Der „abgewatschte“ Lehrling

In der täglichen Arbeit stößt man immer wieder zufällig auf Gerichtsentscheidungen aus längst vergangener Zeit. So zum Beispiel auf ein Urteil des…

In der täglichen Arbeit stößt man immer wieder zufällig auf Gerichtsentscheidungen aus längst vergangener Zeit. So zum Beispiel auf ein Urteil des Arbeitsgerichts Innsbruck vom 23.11.1954 zur Geschäftszahl Cr 199/54 (veröffentlicht in Arb 6128).
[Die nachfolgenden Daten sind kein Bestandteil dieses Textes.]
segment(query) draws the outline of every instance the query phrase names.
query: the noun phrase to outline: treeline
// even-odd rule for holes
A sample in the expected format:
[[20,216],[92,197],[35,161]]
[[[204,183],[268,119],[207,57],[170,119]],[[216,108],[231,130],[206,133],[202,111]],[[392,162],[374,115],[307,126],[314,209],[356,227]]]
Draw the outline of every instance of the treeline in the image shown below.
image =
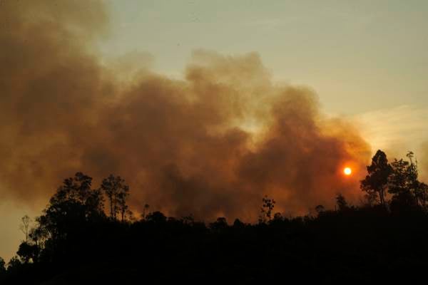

Der aus heutiger Sicht wohl etwas verwunderlich anmutende Leitsatz dieser Gerichtsentscheidung aus dem Jahr 1954 lautete: „Eine bei der körperlichen Züchtigung des Lehrlings vorgefallene Misshandlung berechtigt diesen zur vorzeitigen Auflösung des Lehrverhältnisses. Die Einwendung des Lehrherrn, die Eltern des Lehrlings seien mit dieser Art der Erziehung einverstanden gewesen, ist unbeachtlich.“

Worum ging es in diesem Gerichtsverfahren? Ein Karosseriebaulehrling brachte im Wesentlichen vor, dass er zur sofortigen Auflösung des Lehrverhältnisses berechtigt gewesen wäre, weil der Lehrherr ihn unter anderem kräftig geohrfeigt und an den Haaren gerissen hätte. Diesbezüglich hielt ein kurz nach dem Vorfall erstelltes ärztliches Polizeigutachten beim Lehrling auch eine deutliche diffuse Rötung der ganzen linken Gesichtshälfte, eine zackenförmige Verletzung der Mundschleimhaut und Blutkrusten im Bereich des linken Naseneingangs fest. Der Lehrherr bestritt die körperlichen Züchtigungen in ihrem Kern gar nicht, wandte sinngemäß und zusammengefasst aber ein, dass die Züchtigungen aufgrund eines kritikwürdigen Verhaltens des Lehrlings berechtigt gewesen wären und die Eltern des Lehrlings ihn außerdem darum ersucht hätten, den Lehrling streng zu halten und nötigenfalls „abzuwatschen“. Diese Verteidigungsargumentation des Lehrherrn ließ das Arbeitsgericht Innsbruck jedoch nicht gelten. Denn im konkreten Fall waren die beim Lehrling festgestellten Verletzungen derart gewesen, dass sie nur als Missbrauch des Rechts väterlicher Züchtigung gemäß des damals geltenden § 101 Absatz 2b Gewerbeordnung bezeichnet werden konnten und der Lehrling bei einem weiteren Verbleib im Betrieb mit weiteren Schäden für seine Gesundheit rechnen musste. Damit sah das Arbeitsgericht Innsbruck auch den vom Lehrherrn vorgebrachten Einwand, die Eltern wären mit seiner Art der Erziehung einverstanden gewesen, als bedeutungslos an. Zusammengefasst: Die sofortige Auflösung des Lehrverhältnisses durch den Lehrling infolge der vom Lehrherrn ausgehenden Misshandlungen war gerechtfertigt.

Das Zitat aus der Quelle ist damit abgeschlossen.